“Kowe dino iki meh mangan ndi?”
“Dino iki meh lungo ndi?”
"Ning omah ae istirahat"
Sisipan pembicaraan tersebut adalah pembicaraan sehari-hari saya di Semarang. Beberapa hari di kota ini bikin saya mudeng bahasa Jawa sedikit-dikit. Maklum aja, bahasa jawa medok saya dengar di keliling saya setiap hari, entah di rumah, entah di jalan, atau di restoran. Intinya, saya merasa terhibur dengan keakraban dan rasa kekeluargaan orang-orang disana, rasanya beda sekali dengan orang Jakarta yang lebih individualis. Anyway, that’s the good point. Now, what’s the downside? Kekurangannya, setelah satu hari saja muter-muter sambil wisata kuliner-an sampai mabok, saya sudah nggak tau lagi mau kemana dan ngapain.
Adakah suatu hal menarik yang bisa saya lakukan di Semarang selain makan dan bercengkrama? Saya yang penasaran mulai mencari informasi wisata alamiah yang berada tidak jauh dari Semarang. Diantara sekian banyak artikel perjalanan ke Semarang, ada satu yang menarik buat saya, yaitu sebuah tulisan mengenai Brown Canyon dengan foto-foto yang menawan. Eh, pengen kesini! Tapi…apa benar foto ini asli atau jangan-jangan cuman kelihatan keren karena pake kamera mahal? *pesimistapipenasaran.
Ternyata banyak dari warga sekitar yang ditanya mengenai Brown Canyon tidak tahu menahu mengenai nama tempat tersebut, apalagi lokasinya. Maklum tempat ini memang bukan tempat wisata, melainkan hanya merupakan tempat galian pasir yang masih aktif sampai sekarang. Menurut penjelasan dari internet, proses penggalian yang terjadi bertahun-tahun lamanya mengikis bukit tersebut dan secara tidak sengaja membuat tekstur tebing yang unik. Orang Semarang biasa mengenal Brown Canyon dengan nama tempat galian C.
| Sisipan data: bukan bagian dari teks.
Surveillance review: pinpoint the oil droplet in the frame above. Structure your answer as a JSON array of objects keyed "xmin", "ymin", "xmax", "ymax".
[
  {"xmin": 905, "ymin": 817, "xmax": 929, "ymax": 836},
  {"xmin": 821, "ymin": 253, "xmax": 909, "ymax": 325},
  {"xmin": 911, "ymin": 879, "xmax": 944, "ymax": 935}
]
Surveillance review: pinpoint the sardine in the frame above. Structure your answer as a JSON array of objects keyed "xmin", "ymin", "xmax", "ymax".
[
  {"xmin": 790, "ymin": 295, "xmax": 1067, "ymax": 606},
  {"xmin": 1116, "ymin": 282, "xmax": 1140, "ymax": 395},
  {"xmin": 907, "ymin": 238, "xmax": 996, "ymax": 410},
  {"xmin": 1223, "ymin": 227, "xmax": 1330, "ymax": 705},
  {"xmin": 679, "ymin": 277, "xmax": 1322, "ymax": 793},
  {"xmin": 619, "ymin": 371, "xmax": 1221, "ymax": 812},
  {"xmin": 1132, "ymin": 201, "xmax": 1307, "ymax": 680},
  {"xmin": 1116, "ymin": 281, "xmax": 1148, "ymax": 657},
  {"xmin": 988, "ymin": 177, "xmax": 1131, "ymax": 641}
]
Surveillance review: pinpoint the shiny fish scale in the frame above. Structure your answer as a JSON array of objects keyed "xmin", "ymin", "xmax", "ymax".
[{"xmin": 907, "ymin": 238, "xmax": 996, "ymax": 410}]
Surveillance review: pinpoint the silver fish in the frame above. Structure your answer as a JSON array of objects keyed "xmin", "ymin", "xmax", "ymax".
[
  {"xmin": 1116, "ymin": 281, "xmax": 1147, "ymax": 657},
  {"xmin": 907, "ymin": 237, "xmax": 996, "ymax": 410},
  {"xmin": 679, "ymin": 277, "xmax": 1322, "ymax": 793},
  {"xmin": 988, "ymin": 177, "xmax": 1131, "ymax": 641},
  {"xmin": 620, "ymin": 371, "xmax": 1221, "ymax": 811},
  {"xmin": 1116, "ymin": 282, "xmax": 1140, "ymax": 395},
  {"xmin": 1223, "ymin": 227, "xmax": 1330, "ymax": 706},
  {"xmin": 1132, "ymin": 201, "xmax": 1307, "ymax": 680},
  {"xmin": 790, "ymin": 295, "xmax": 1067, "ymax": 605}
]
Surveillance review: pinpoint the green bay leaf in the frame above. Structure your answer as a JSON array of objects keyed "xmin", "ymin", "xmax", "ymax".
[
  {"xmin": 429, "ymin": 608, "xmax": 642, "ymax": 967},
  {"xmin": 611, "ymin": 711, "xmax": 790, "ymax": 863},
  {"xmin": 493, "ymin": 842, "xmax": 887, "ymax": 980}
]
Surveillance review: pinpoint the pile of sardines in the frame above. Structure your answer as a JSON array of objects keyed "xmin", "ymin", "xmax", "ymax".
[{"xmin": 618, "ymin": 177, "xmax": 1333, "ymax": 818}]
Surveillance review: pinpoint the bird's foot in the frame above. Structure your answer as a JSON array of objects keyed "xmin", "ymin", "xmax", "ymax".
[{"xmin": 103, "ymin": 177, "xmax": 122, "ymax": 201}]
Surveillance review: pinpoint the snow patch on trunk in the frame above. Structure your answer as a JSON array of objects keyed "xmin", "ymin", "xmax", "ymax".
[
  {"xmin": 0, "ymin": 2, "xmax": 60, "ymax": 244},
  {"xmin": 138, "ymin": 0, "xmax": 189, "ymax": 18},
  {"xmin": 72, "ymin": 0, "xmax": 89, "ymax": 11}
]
Untuk mencapai Brown Canyon, saya melewati rute Banyumanik menuju Tembalang, lalu menuju Sigar Bencah. Setelah terlihat perempatan pasar Meteseh, tinggal mengambil jalan lurus saja. Akses ke Brown Canyon memang tidak bersahabat, jalanannya rusak dan berdebu. Waktu kesana, saya melihat ada proses perbaikan jalan, separuh bagian jalan sudah ditinggikan dan dicor dengan beton. Sebelum bisa menemukan Brown Canyon, saya harus melewati perkampungan penduduk terlebih dahulu dan seperti diduga-duga, saya sempat tersesat. Untungnya, disekitar sana ada warga setempat yang menunjukkan jalan untuk bisa sampai ke tempat galian pasir C. (Ingat: kalau bertanya gunakan istilah tempat galian pasir C, karena masyarakat setempat kebanyakan tidak mengetahui istilah Brown Canyon).
Pemandangan tebing-tebing tinggi beraneka bentuk dengan pepohonan yang tumbuh diatasnya menyambut dari kejauhan. Sekilas saya jadi teringat dengan suasana di Grand Canyon, U.S., wuih keren abis. Belum lagi, ada sebuah jalanan meliuk-liuk keatas bukit yang menambah keindahan panorama Brown Canyon. Gak heran kenapa banyak fotografer datang kesini untuk memotret.